Mais le gouvernement a de son côté préparé une autre mauvaise surprise pour les FAI. En effet, alors que la Commission Copé préconise dans son rapport pour le financement de la télévision publique un prélèvement de 0,5 % sur le chiffre d'affaires des opérateurs de téléphonie (fixe et mobile) et des FAI (ce qui était déjà dénoncé par ces derniers), Nicolas Sarkozy a choisi d'imposer une taxe à hauteur de 0,9 %, ce qui représente au total 380 millions d'euros, en estimant qu'elle sera indolore pour les opérateurs au vue de leurs marges. Un projet de loi sera étudié à la rentrée, pour une mise en application dès le 1er janvier 2009. Franck Esser, le président de la Fédération française des télécoms, indique qu'une « telle taxe serait extrêmement dangereuse pour ce secteur, qui est l'un des moteurs de la croissance en France ». La Commission européenne voit également d'un mauvais oeil cette proposition, puisque Viviane Reding s'était déjà exprimé contre un nouvel impôt sur les opérateurs.
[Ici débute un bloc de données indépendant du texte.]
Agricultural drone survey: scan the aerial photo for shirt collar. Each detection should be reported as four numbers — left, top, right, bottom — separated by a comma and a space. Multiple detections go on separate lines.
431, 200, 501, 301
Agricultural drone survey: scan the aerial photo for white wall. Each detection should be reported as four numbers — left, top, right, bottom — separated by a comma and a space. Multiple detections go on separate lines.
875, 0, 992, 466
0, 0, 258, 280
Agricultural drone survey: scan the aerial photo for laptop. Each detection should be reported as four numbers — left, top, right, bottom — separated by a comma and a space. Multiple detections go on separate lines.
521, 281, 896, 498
Martin Selmayer, le porte-parole de la Commission européenne, indique qu'il « est acceptable de faire payer des frais administratifs mais pas des impôts additionnels, qui sont considérés comme un obstacle à la libre circulation ». Maxime Lombardini, le directeur général d'Iliad, a déjà annoncé que Free était prêt à abandonner ses sacro-saints 29,99 € par mois pour répercuter intégralement la taxe sur la facture de ses clients. Les membres de l'AFA ont indiqué avoir la même position.
Enfin, outre la téléphonie et Internet, les internautes devraient être une troisième fois mis à contribution, puisque la Commission Copé prévoit d'élargir l'assiette de la redevance à tous les appareils capables de recevoir la télévision (ordinateur et téléphone mobile compris).